The Minuteman

The Official Newark Academy Newspaper

Social Media & The Democratization of Personal Finance

By Michaela Wang ‘21, Feature Editor

How to budget or open an investment account are rarely taught at high school. Gen Z and Millennials are flocking to unlikely sources of financial education.

Everyone, at some point in their lives, must become versed in the language of finance––whether our parents teach us how to fill out IRS tax forms for our first ice cream scooping summer job, or our sudden post-grad financial independence forces us into a rabbit hole of investment Youtube videos. At the same time, the complexity of financial jargon (is an ETF an alien spaceship or a mutual fund?) paints an image of exclusivity and haughtiness: finance is meant for corporate bankers, inaccessible to young people and women of color, and completely out-of-reach for those who lack the resources. 

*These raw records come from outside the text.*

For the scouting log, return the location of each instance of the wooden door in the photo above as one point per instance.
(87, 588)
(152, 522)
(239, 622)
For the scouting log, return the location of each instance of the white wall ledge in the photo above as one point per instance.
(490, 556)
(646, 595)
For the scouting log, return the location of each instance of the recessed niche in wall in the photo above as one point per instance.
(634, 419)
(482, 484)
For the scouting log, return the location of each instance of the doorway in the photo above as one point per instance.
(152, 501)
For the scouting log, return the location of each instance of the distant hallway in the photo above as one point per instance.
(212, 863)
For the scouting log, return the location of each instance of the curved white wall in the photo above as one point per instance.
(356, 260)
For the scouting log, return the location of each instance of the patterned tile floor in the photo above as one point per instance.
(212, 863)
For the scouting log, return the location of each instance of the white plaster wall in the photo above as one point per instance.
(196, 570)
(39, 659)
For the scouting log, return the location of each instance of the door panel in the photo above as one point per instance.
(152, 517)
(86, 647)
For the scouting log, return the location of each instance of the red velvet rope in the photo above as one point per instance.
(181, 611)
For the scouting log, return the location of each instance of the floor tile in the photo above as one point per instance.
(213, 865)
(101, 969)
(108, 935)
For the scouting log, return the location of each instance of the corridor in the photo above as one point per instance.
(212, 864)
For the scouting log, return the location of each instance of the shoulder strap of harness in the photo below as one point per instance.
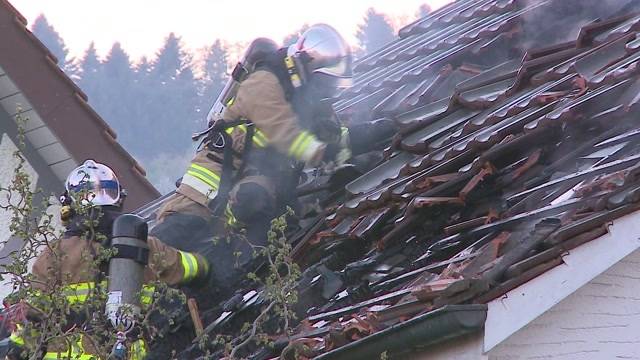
(227, 179)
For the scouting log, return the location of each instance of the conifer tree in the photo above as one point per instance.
(374, 32)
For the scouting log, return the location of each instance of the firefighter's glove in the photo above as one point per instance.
(369, 136)
(343, 156)
(66, 213)
(336, 154)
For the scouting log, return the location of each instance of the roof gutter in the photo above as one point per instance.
(437, 326)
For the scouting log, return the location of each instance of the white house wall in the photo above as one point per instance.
(601, 320)
(467, 347)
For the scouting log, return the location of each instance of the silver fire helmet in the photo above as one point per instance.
(322, 55)
(93, 183)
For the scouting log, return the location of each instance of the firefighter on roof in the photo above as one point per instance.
(268, 123)
(70, 261)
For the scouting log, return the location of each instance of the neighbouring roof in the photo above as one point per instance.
(518, 142)
(62, 126)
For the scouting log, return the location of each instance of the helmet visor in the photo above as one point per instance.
(103, 192)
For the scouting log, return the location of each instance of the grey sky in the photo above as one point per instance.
(142, 25)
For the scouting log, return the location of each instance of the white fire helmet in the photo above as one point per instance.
(93, 183)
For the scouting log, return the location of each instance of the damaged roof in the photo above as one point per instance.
(515, 147)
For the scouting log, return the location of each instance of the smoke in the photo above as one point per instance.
(559, 21)
(165, 168)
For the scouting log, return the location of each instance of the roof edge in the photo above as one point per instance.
(434, 327)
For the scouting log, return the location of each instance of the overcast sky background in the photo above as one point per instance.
(142, 25)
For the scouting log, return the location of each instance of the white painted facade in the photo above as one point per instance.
(586, 308)
(46, 162)
(599, 321)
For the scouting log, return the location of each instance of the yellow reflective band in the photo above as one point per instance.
(214, 186)
(293, 149)
(190, 266)
(215, 178)
(138, 350)
(259, 139)
(300, 144)
(76, 352)
(289, 62)
(78, 293)
(231, 219)
(16, 339)
(67, 355)
(146, 295)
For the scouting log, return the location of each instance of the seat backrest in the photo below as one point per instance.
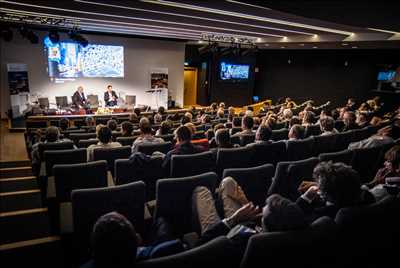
(78, 176)
(90, 204)
(300, 149)
(344, 156)
(234, 158)
(149, 148)
(174, 199)
(280, 134)
(193, 164)
(219, 252)
(324, 144)
(254, 181)
(366, 162)
(246, 139)
(87, 143)
(269, 153)
(289, 175)
(289, 249)
(126, 141)
(111, 154)
(72, 156)
(127, 171)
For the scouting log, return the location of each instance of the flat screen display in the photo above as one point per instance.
(230, 71)
(386, 76)
(71, 60)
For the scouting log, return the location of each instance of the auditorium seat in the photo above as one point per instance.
(90, 204)
(269, 153)
(289, 175)
(312, 247)
(111, 154)
(174, 200)
(127, 171)
(149, 149)
(76, 176)
(300, 149)
(126, 141)
(220, 251)
(344, 156)
(280, 134)
(193, 164)
(234, 158)
(254, 181)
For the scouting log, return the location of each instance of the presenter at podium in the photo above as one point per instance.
(110, 97)
(78, 99)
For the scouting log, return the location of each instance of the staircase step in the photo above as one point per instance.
(24, 225)
(18, 184)
(15, 172)
(11, 164)
(20, 200)
(41, 252)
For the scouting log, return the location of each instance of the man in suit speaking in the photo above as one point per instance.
(78, 99)
(110, 97)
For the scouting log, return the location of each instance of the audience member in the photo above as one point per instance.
(146, 136)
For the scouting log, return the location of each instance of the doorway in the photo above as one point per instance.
(190, 86)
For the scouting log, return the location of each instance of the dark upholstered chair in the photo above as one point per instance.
(126, 141)
(366, 230)
(269, 153)
(174, 199)
(234, 158)
(193, 164)
(149, 148)
(89, 204)
(76, 176)
(289, 175)
(127, 171)
(219, 252)
(300, 149)
(280, 134)
(344, 156)
(111, 154)
(87, 143)
(324, 144)
(254, 181)
(289, 249)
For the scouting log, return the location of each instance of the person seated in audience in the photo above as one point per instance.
(112, 124)
(127, 129)
(184, 145)
(247, 126)
(336, 186)
(165, 128)
(64, 124)
(362, 120)
(327, 125)
(391, 169)
(296, 132)
(104, 135)
(146, 136)
(52, 135)
(263, 134)
(133, 118)
(349, 120)
(384, 136)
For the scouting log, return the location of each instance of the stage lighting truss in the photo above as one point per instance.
(228, 39)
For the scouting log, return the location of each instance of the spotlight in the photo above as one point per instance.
(54, 36)
(6, 34)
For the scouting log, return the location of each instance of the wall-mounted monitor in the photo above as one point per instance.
(386, 75)
(71, 60)
(234, 72)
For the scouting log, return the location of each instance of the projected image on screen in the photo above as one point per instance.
(71, 60)
(234, 71)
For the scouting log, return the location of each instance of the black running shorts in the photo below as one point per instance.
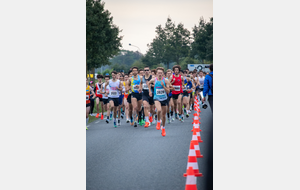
(115, 100)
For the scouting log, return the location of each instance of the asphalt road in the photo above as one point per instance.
(129, 158)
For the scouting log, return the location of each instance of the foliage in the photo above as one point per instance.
(202, 47)
(102, 40)
(170, 44)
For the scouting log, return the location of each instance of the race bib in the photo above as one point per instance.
(145, 86)
(177, 87)
(136, 87)
(113, 93)
(160, 91)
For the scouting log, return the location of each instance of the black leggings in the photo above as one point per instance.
(92, 106)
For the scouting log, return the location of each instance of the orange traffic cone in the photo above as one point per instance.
(196, 132)
(190, 183)
(192, 160)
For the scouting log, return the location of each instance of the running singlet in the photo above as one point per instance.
(103, 90)
(159, 91)
(145, 86)
(201, 80)
(98, 94)
(113, 91)
(135, 84)
(177, 85)
(88, 94)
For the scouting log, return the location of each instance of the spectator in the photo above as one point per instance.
(208, 87)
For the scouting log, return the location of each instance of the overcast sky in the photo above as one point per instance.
(138, 18)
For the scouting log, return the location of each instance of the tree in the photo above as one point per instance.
(202, 47)
(102, 40)
(170, 44)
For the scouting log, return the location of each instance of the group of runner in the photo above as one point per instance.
(146, 96)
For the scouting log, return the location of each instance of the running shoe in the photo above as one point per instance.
(158, 126)
(147, 124)
(163, 132)
(150, 119)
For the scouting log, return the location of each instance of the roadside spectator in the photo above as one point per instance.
(208, 87)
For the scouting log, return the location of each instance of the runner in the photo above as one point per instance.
(170, 107)
(92, 100)
(99, 96)
(136, 94)
(161, 89)
(128, 88)
(88, 102)
(176, 81)
(125, 98)
(105, 91)
(114, 87)
(146, 98)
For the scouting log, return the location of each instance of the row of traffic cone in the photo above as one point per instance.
(192, 167)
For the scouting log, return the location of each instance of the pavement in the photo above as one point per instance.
(129, 158)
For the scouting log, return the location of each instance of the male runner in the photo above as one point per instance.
(136, 93)
(88, 102)
(105, 91)
(99, 96)
(161, 89)
(146, 98)
(170, 99)
(177, 81)
(114, 87)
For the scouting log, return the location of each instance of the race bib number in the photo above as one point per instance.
(113, 93)
(160, 91)
(145, 86)
(177, 87)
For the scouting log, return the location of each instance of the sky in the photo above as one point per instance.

A new wave of content creators leverages popular platforms like TikTok, Instagram, and Youtube to teach approachable lessons on finance. On YouTube, monthly uploads of videos on investing increased nearly ninefold between 2013 and 2019 according to data provided by YouTube. TikTok Finance has grown so much that the popular segment has been coined #FinTok or #StockTock. This shows a lot about our internet-bred generation, as we prefer to receive advice from social media than established institutions or bricks-and-mortar banks.

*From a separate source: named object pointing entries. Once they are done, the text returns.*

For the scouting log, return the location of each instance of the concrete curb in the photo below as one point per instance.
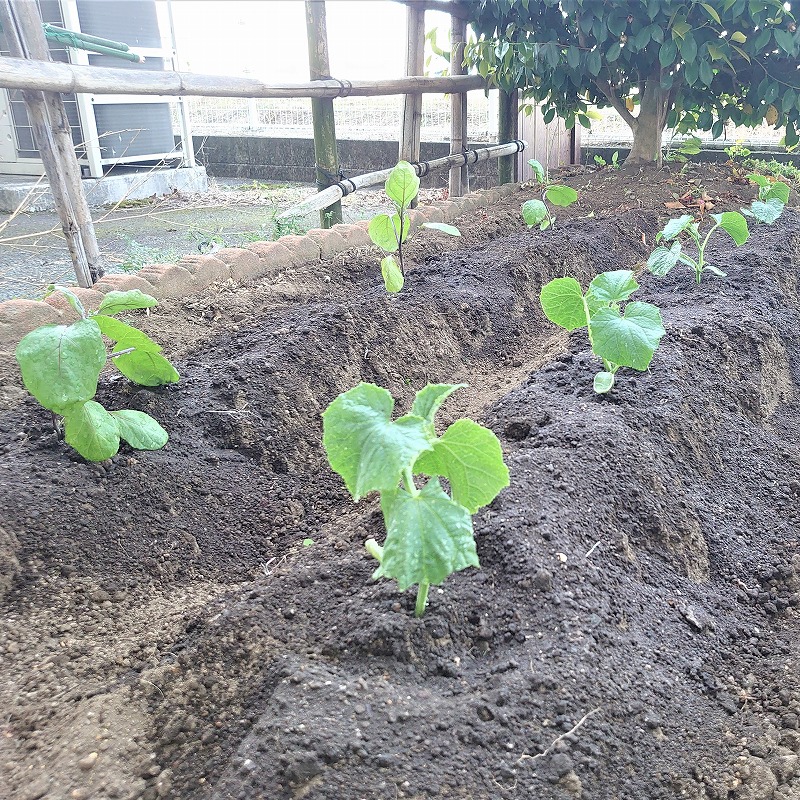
(194, 274)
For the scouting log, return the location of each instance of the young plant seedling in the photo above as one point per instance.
(663, 259)
(390, 231)
(536, 212)
(773, 195)
(428, 532)
(61, 364)
(621, 338)
(602, 163)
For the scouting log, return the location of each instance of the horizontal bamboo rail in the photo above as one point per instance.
(17, 73)
(349, 185)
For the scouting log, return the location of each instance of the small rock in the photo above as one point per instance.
(88, 762)
(39, 788)
(543, 580)
(760, 784)
(571, 783)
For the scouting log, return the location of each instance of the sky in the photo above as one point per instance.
(267, 38)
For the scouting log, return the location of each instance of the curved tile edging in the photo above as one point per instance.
(195, 273)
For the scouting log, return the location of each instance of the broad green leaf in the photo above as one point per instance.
(533, 212)
(691, 147)
(662, 260)
(688, 48)
(629, 339)
(140, 430)
(562, 196)
(471, 458)
(145, 368)
(364, 446)
(612, 287)
(676, 226)
(712, 12)
(429, 399)
(680, 29)
(428, 537)
(562, 303)
(126, 335)
(734, 224)
(784, 40)
(402, 184)
(667, 53)
(92, 431)
(573, 57)
(766, 211)
(60, 364)
(114, 302)
(443, 227)
(392, 274)
(778, 191)
(603, 382)
(384, 230)
(538, 170)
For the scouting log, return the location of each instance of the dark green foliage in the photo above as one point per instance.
(687, 65)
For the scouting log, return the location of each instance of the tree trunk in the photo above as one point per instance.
(649, 125)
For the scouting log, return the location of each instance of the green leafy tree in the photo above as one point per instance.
(681, 64)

Personal finance influencers lean into memes and popular culture, analogizing financial terms to what’s familiar to their under-25 audiences while inculcating core financial tenets. “Everyone likes memes and no one likes finance,” Haley Sacks, a 28-year-old self-taught investor known as @MrsDowJones, told the Wall Street Journal.

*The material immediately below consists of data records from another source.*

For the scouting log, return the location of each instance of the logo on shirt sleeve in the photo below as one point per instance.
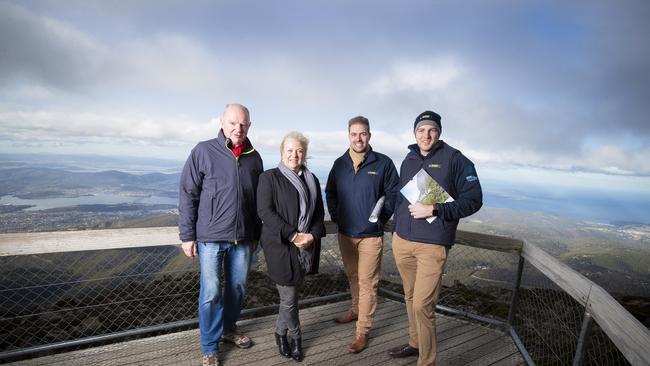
(471, 173)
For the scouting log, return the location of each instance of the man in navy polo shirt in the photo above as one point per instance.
(420, 246)
(358, 179)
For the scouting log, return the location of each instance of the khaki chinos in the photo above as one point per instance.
(362, 263)
(421, 266)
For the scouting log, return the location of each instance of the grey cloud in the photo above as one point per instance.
(44, 50)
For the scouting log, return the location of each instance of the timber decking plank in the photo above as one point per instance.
(324, 341)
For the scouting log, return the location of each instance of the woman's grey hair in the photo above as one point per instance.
(302, 139)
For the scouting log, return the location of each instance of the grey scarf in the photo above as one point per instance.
(307, 206)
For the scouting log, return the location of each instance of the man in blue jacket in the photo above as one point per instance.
(420, 246)
(218, 222)
(358, 179)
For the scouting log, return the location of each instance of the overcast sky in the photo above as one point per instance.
(545, 86)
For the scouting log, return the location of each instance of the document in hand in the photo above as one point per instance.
(424, 189)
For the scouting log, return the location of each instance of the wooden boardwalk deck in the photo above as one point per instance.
(460, 342)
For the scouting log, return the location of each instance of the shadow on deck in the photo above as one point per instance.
(460, 342)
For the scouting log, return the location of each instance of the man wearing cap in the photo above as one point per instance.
(358, 179)
(420, 247)
(217, 221)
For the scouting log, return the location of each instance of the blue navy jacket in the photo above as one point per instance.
(352, 196)
(457, 175)
(217, 194)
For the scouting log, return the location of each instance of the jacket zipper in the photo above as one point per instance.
(237, 165)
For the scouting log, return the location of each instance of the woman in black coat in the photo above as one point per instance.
(290, 204)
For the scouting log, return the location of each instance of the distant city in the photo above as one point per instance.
(604, 237)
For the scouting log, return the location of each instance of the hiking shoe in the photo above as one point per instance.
(237, 338)
(211, 359)
(346, 317)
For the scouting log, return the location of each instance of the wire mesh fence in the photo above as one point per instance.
(548, 321)
(61, 297)
(51, 298)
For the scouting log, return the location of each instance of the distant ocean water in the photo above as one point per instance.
(583, 205)
(95, 199)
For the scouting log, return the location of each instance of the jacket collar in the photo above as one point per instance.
(369, 158)
(414, 150)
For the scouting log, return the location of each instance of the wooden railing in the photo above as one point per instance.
(630, 336)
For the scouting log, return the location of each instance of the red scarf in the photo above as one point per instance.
(237, 150)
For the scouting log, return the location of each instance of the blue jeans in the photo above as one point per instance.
(219, 308)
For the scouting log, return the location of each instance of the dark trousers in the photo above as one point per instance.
(288, 322)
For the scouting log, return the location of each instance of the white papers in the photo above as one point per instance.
(374, 215)
(424, 189)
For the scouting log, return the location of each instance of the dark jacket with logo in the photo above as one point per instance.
(352, 196)
(457, 175)
(278, 205)
(217, 193)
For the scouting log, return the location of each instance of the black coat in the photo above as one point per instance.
(278, 205)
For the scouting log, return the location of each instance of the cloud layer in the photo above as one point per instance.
(548, 85)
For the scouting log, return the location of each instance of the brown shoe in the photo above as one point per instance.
(402, 351)
(211, 359)
(359, 343)
(347, 317)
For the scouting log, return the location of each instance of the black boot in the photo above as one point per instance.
(283, 345)
(296, 349)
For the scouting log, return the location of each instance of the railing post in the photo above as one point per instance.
(515, 293)
(585, 331)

On an Instagram post in 2020, Ms. Sacks humorously compared actual earnings and adjusted earnings to a Khloe Kardashian before-and-after makeover. Recently, she linked characters in Netflix’s Bridgerton show to types of investment; the marriage-resistant duke, Simon Basset, would be the equivalent of a bond, which “takes forever to mature.”

Courtesy of Haley Sacks (mrsdownjones) via Instagram

The short-form style of Tik Tok allows content creators to cram quick investing tips into light-hearted, comedic sketches. To explain the concept of “call options,” “Robinhood Kid,” also known by her username @girltalkstocks, impersonates a shopper looking to purchase a makeup palette that will likely rise in price. The buyer calls Ulta Beauty and pays a non-refundable fee to “hold” the makeup palette at the current price. Once the price rises, the buyer picks up the palette at the lower price, selling the makeup palette on her way out. 

Courtesy of girltalkstocks via TikTok

Ms. Sacks believes that the biggest challenge in investment is abolishing the misconceptions of its difficulty. “I think the best news is that it’s not that hard. It sort of feels like we’ve all been duped into thinking that this is so difficult.” 

As these content creators grow legions of fans, banks and other sponsors are eager to cash in, offering sponsorships squeezed into a 15-seconds of a TikTok. Bank of America and Wells Fargo are among the top financial companies paying social media influencers for endorsements, according to market-research firm SocialBakers. However, many influencers have been criticized for pushing products at their young audience, whose inexperience and gullibility could spiral them into reckless financial decisions. 

Because social media platforms allow virtually anyone to rise in fame, many influencers, who either taught themselves, earned business degrees in college, or worked brief stints at corporate jobs, receive criticism for spreading inaccurate financial advice. In fact, the Reddit page WallStreetBets galvanized thousands of young traders across the world to pour money into GameStop and AMC, without detailing the nuances and risks of investing in already-deteriorating stocks. Some of these teens lost their college savings. 

Despite the risks and benefits, the democratization of finance defines Gen Z and Millennial banking. Mutual funds and ETFs are no longer luxuries exclusive to corporate bankers; younger people and women of color are more than ever attaining control over their finances and the stock market.